Increased responsivity for resonant, mems mass sensor for in-liquid monitoring of picogram bioparticles

Abstract

MEMS cantilever mass sensors are renowned for their exceptionally high sensitivity, achieving detection limits in the zeptogram range under vacuum conditions [1]. However, in liquid environments, sensitivity is significantly reduced due to mass loading from the surrounding fluid and viscous damping, typically limiting detection to the nanogram range [2]. In this study, we introduce a novel resonant MEMS sensor design optimized for liquid-phase detection of bioparticles, leveraging a specific class of higher-order vibrational modes known as “roof-tileshaped” modes. Prior research demonstrated that these modes are less susceptible to viscous damping and fluidinduced mass loading [3]. Our work extends these findings by demonstrating that such modes also exhibit enhanced mass responsivity. This was experimentally verified by functionalizing the cantilever’s surface with streptavidin and subsequently binding biotinylated latex beads to it (compare Figure 1).
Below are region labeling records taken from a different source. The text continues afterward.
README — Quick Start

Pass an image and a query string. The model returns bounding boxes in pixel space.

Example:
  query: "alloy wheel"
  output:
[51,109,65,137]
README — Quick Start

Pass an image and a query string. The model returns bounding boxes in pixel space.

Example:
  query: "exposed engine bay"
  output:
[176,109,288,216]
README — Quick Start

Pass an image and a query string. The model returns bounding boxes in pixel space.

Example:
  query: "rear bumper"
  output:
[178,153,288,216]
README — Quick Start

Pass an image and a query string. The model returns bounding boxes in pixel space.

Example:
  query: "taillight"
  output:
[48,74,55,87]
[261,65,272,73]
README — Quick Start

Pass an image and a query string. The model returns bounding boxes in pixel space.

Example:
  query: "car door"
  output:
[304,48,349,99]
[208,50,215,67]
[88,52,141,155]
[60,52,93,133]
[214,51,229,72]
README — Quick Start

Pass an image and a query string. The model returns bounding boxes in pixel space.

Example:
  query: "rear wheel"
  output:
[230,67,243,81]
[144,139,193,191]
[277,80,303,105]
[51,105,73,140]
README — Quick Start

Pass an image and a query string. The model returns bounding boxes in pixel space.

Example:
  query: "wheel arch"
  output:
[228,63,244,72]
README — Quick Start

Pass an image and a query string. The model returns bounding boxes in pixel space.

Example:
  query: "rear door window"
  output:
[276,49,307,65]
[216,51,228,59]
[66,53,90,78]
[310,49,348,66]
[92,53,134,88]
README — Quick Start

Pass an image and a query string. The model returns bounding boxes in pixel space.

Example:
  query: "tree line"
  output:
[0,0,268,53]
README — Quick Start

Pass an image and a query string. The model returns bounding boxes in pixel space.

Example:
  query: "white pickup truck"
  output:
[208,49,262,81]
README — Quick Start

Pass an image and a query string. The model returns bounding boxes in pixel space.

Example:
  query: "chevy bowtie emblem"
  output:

During this procedure, the conductance spectrum of the resonant mode was measured, and shifts of the resonance frequency were recorded. This improvement enables the detection of minute biological particles such as proteins, viruses, or fungal spores in liquid media like water or blood. Combined with the scalability and cost-effectiveness of silicon micromachining, this approach presents a promising platform for affordable, real-time biosensing applications.